The use of global outcome scores in these patients, which categorized outcomes in terms of level of disability as well as discharge disposition and mortality, provided these investigators the power to show an overall benefit for this therapy. With this approach, however, subtleties may be lost. A patient sent home with severe amnesia, totally dependent on family for their activities of daily living, would still be categorized as favorable based on their methodology. Because these studies do not provide any specifics regarding the neurological exam of these patients (not even a relatively blunt instrument such as the Glasgow Coma Scale), it is difficult to glean any further neurological insight into these patients’ condition.
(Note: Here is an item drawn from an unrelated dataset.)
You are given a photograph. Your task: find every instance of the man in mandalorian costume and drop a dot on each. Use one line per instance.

Neurologists are often called to the bedside acutely or in the days immediately following cardiac arrest to provide prognosis. Deep sedation and paralysis for the purposes of hypothermia makes this exercise impossible. Neurologists should, nevertheless, advocate for this therapy. Given an otherwise untreatable and protean condition, cardiac arrest victims should be cooled as quickly and probably for as long as possible for optimal neuroprotection. At the very least, cardiac arrest victims who arrive already cold, should be maintained as such and any patient who develops even mild pyrexia should be aggressively defervesced at least normothermia with acetaminophen or practical cooling measures. —Alan Z. Segal, Assistant Professor, Department of Neurology, Weill-Cornell Medical College, Attending Neurologist, New York Presbyterian Hospital, Assistant Editor, Neurology Alert.